Mullins offers this sample script for the caregiver in this scenario: You must be so scared. I would be too if this was happening to me. I’m sorry this is happening to you. What can I do to help? This could be followed up with: What would you find helpful? Would it be helpful if I called your doctor or your social worker? Would it be helpful if you took your medication? 

For some families and caregivers, it can be hard to practice validation in a heated or fearful moment – especially if they find themselves close to burn out – so rehearsing key phrases can be helpful. 

If a caregiver can't find the right words in the moment, Mullins says the best validating action they can take is to turn their body towards the person so they know they are listening, make eye contact, and nod their head. No words necessary.

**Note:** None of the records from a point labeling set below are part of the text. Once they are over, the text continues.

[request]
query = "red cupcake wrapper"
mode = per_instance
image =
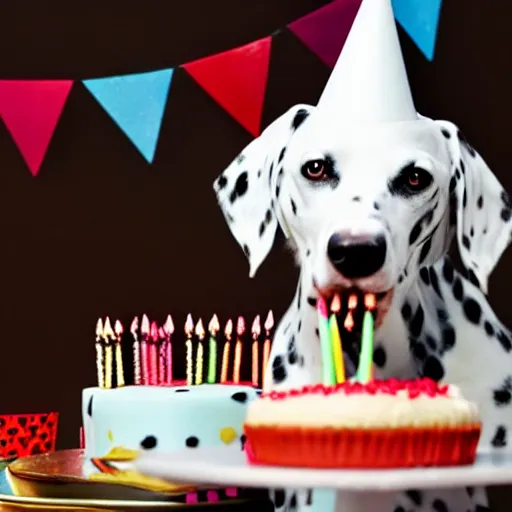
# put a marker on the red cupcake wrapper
(362, 448)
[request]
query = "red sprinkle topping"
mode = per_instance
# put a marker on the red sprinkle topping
(415, 388)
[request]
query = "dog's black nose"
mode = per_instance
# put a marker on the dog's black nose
(356, 259)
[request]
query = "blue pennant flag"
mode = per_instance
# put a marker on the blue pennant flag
(420, 19)
(136, 103)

“Truly being present is sometimes the very best we can do as caregivers. And that's validation as well.”

Six levels of validation

Mullins refers the families and caregivers of her clients to the six levels of validation. The higher the level, the more intense the validation. 

Level 1: Being attentive

Simply listening and observing what a loved one is saying and doing. Listening is a key part of validation at every level. Pay attention to your own body language and give the other person your full attention. 

Level 2: Reflecting back

Repeating to the other person what you heard them say – without judgemental language or tone – in a genuine way. “This helps your loved one know you are truly engaged,” says Mullins.

Level 3: Empathic mind reading

Articulating the un-verbalized. In other words, helpful guessing about what the other person may be experiencing, or may need. Try this level if a loved one signals non-engagement, withdrawal, or appears to be shutting down. Be aware of body language and remain sensitive to what is not being expressed. Check in with them about your accuracy about how they might be feeling: “Did I get it right?” 

Level 4: Based on your history 

Considering the history of your loved one and trying to understand what they have been through in the past. For example, “It makes sense to me that you are feeling anxious about attending a party where alcohol is being served, considering your history with alcohol.”

Level 5: Normalizing

Validating based on current context or circumstances with the understanding that sometimes a behaviour makes sense for anyone. “It makes sense that you’re frustrated. I would be too if my calls weren’t being returned.”

Level 6: I believe in you 

This level is referred to as ‘radical genuineness’ and involves recognizing your loved one for who they are, and seeing and responding to their strengths and capacities while having an empathic understanding of their actual difficulties. 

Mullins wants people to know that validation is not about controlling outcomes, it is about building relationships and bringing people closer – and it takes practice. 

“This is a skill you use and build until it becomes automatic for you to use. You build trust in that relationship so the person will turn to you when they're scared and frightened,” says Mullins.

To learn more about validation, watch the video below for a presentation by Deborah Mullins.

Tips for success

  • Once you have a grasp of validation techniques, keep putting it into practice as naturally as possible. “If we're genuine and sincere in what we're saying, that comes through even if we stumble through it,” says Mullins. Active listening is key.
  • These techniques can be used with anyone, whether it’s a loved one with a mental health disorder, a family member, a customer, or a co-worker, but “if you don’t mean it, think it, or feel it, don’t say it,” says Mullins. Anyone on the receiving end will know you don’t mean what you say.
  • Try replacing the word “should” with “when” so you don’t invalidate statements that are meant to be validating. “Should is a harsh word for someone who is struggling,” says Mullins. For example, instead of saying, ‘You should come out of the basement so you can take your medication,’ try ‘When you come out of the basement you can take your medication.’

“We avoid should because we don't want to shame a person. A person who struggles with mental illness carries enough shame,” says Debbie.